Dicho comienzo, que fue un contacto desde dentro (como el que hace la música, la voz que narra) y que no fue mental, ni teórico, se prolongó en otras búsquedas por la diversidad religiosa y cultural, que conjugué con mis estudios en un campo amplio que pasaba por la teología, la filosofía, las ciencias sociales y la amada pedagogía. Dichos estudios estuvieron marcados por el signo de pertenencia a una patria grande: latinoamérica. Se hablaba, se leía, se estudiaba, se discutía con mucho orgullo unas ciencias conjugadas: la teología latinoamericana, la filosofía latinoamericana, las ciencias sociales latinoamericanas y finalmente…la pedagogía latinoamericana. Todas las anteriores ciencias históricas que partían de realidades específicas leídas bajo el binomio opresión – liberación.

Fue así como me interesé por escribir sobre el diálogo interreligioso, la «catequesis en clave decolonial» y las historias de maestros, como maneras de auscultar los lugares de encuentro entre grandes corrientes culturales y experiencias biográficas. Hasta que un día me llamaron a trabajar en el Vichada, labor que consistió en vivir dentro de una de las comunidades del Resguardo Indígena La Pascua. Así pues, en otras coordenadas culturales, volví a tener la oportunidad de compartir la vida y la palabra con «la gente indígena». Lo que sigue son ya 15 años de entablar amistad con la gente de La Pascua, y luego con la gente Murui de Puerto Leguízamo y luego con la gente inga, desde los altos andes, pasando por el Piedemonte Amazónico hasta llegar a los valles del Caquetá.

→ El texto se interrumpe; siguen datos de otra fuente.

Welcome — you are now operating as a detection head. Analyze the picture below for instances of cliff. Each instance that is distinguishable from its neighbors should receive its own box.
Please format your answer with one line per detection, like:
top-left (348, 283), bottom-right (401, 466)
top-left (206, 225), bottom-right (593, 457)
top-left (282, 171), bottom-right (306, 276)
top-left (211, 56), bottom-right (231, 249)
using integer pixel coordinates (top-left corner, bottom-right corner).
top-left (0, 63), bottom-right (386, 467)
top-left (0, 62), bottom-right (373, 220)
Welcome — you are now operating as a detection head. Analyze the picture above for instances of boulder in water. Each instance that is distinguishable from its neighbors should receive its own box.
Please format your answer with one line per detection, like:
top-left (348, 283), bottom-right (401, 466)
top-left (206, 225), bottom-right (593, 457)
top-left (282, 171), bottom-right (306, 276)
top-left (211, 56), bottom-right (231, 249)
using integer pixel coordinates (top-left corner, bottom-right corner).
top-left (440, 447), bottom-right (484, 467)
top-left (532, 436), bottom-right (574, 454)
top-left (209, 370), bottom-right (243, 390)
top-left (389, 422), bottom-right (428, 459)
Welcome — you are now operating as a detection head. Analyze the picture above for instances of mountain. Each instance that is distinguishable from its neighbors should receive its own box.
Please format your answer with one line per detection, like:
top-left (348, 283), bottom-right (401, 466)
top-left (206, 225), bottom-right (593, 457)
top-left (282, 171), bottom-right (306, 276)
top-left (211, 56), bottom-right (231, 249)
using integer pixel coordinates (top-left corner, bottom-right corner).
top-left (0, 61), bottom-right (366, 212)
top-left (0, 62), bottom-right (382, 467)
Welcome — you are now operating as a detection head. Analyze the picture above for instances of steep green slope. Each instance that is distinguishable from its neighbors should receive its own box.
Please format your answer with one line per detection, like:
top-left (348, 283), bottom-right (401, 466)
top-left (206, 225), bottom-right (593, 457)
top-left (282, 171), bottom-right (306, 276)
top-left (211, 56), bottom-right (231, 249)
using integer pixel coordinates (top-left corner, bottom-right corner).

Montañas, valles y ríos me han acompañado en este trasegar ya no sólo con gente indígena sino a través de las tierras indígenas. Parte de lo que soy, en lo más hondo, está atravesado por esa experiencia vital que me formó en dimensiones profundas. Luego decidí estudiar antropología, tanto para atender un llamado concreto como para saciar mi inmensa curiosidad por las formas de vida que llamamos indígenas, especialmente por su historia y sus formas de concebir la historia.

Hago esta confesión biográfica hoy, día internacional de los pueblos indígenas como un homenaje, como un reconocimiento y como un testimonio de que hay muchos mundos que no siempre están uno al lado del otro, sino unos dentro de los otros, perteneciendo a un mismo cause de ríos profundos, en palabras de Arguedas. Un mundo que, sin ser mi sangre, corre también por mis venas.